2.6. Matrigel™ Angiography
BMMSC and EPC suspensions were cultured for the third generation for subsequent Matrigel experiments. BMMSCs were cultured for the third generation and then transfected with BMRCs by miR-378 mimetic, miR-378 inhibitor, or negative controls for subsequent experiments.
Matrigel [growth factor-reduced (GFR) Matrigel Matrix, BD, USA] was placed in a freezer and thawed overnight in a 4°C refrigerator overnight. In the experiment, the Matrigel was always placed in the icebox. Add 10 μL of Matrigel to each well of the ibidiangiogenesis slide and cover the lid and allow the slide to stand for about 30 minutes before waiting for gelation. After gelatinization, add 50 μL of cell suspension at a concentration of 1 × 106 cells/mL to each column of the slide, cover, and hold, and after a period of time, all cells will sink to the Matrigel’s surface. The number of branches, branch length, node, number of mesh, and mesh area was analyzed.
2.7. Quantitative RT-PCR
BMMSCs were cultured in osteogenic medium and harvested in 14-day induction. Osteogenetic marker genes (Runx2, Alp, Bmp2, and osteocalcin) were examined by qRT-PCR in BMMSCs. After BMMSCs were transfected with miR-378 mimics, miR-378 inhibitor, or negative controls, miR-378 level, Runx2, Bmp2, Ocn, VEGF, angiopoietin 1 (Ang1), and Col I were examined by qRT-PCR after BMMSCs were transfected with miR-378 mimics, miR-378 inhibitor, or negative controls. Total cellular RNA was isolated with Trizol reagent (Invitrogen, Carlsbad, CA). Then, isolated RNA was used as a template for cDNA synthesis, and the prepared Superscript II first-strand cDNA synthesis kit was used (Invitrogen Life Technologies, Carlsbad, CA). Real-time PCR was performed according to the manufacturer’s protocol. The primers were listed in Table 1. All qRT-PCR tests were repeated three times for each sample.
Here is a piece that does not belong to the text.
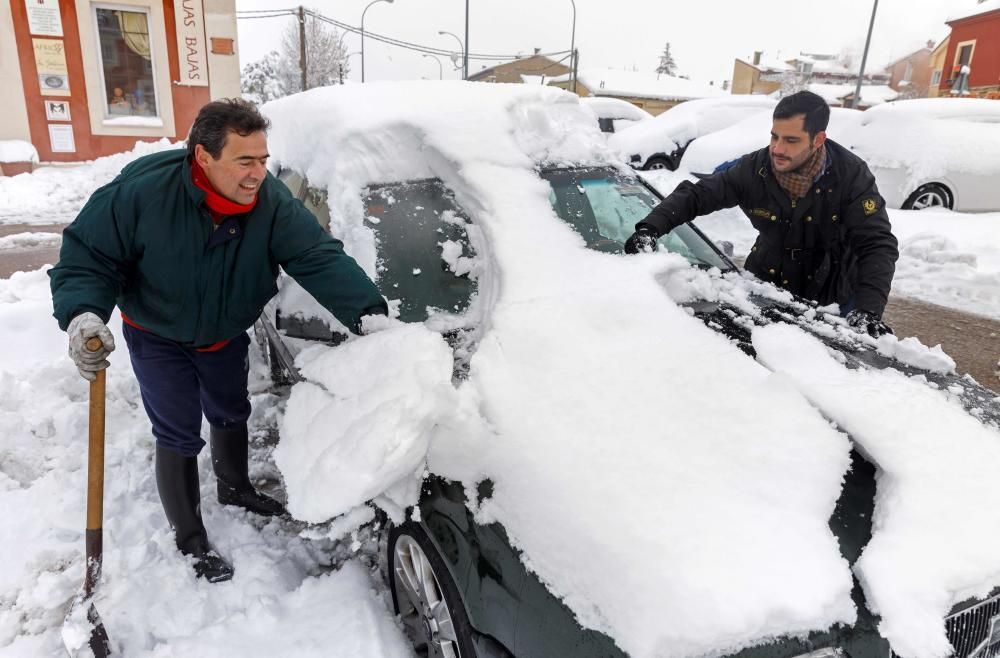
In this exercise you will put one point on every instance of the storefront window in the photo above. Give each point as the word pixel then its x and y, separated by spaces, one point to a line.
pixel 127 63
2.8. Enzyme-Linked Immunosorbent Assay (ELISA)
After the BMMSCs were transfected with miR-378 mimics, miR-378 inhibitor, or negative controls, VEGF secretion was analyzed. BMMSCs were cultured with α-MEM (Gibco) in 6 h, and then, the medium was replaced with freshly growing medium supplemented with 5.0% serum substitute nu-Serum# (NuS, BD). Samples were collected at 6 h, 12 h, 24 h, 36 h, 48 h, and 60 h. VEGF protein levels in the medium were determined using an ELISA according to the manufacturer’s instructions (R&D Corp.). Absorbance was measured at 450 nm with a microplate reader (MTP-800Lab, Corona Electric, Japan). A standard curve was plotted to determine the VEGF concentration. All tests were repeated three times for each sample. The values are expressed as ng/mL.
2.9. Western Blot
After BMMSCs were transfected with miR-378 mimics, miR-378 inhibitor, or negative controls, VEGF expression was analyzed. The total protein was extracted from the three groups of cells; the expression level of VEGF was detected by WB.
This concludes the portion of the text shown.